Labor force participation rate has fallen by two percentage points since early 2009, which means that more than two million Americans have withdrawn from the workforce. Normally as hiring picks up during a recovery more Americans get back into the jobs market.
Worker paychecks also aren’t growing. The wage rate declined slightly as evidence that more low-paying jobs are returning. About 50,000 of the new jobs were in retail, which may largely be temporary jobs for the Christmas season.
To get back to full employment —usually considered 5%— which was about the level when the recession began, with the pre-recessionary level of labor market participation— we would need 150.7 million jobs —10.2 million more jobs than we have today.
The graph below shows the percent of job losses and the length of time it took for recovery in post World War II recessions. (click to enlarge)

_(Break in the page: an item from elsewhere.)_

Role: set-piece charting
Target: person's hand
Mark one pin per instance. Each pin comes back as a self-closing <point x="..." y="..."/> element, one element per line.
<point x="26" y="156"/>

President Obama talks jobs, but his actions indicate either a monumental lack of understanding of how jobs are created, or sheer unconcern. He placed a large amount of expectations on “green jobs” to be created by his efforts to finance, with taxpayer money, a switch of the economy from being based on low-cost fossil fuels, to an economy running on renewable electricity from wind farms and solar arrays. Extensive regulation is expected to force greater fuel efficiency.
There has been some confusion because it is the transportation sector that runs on fossil fuel; while the electric power industry lights and heats our homes and offices with natural gas, coal, nuclear energy and hydropower. Wind farms and solar arrays will not spare us a drop of foreign oil.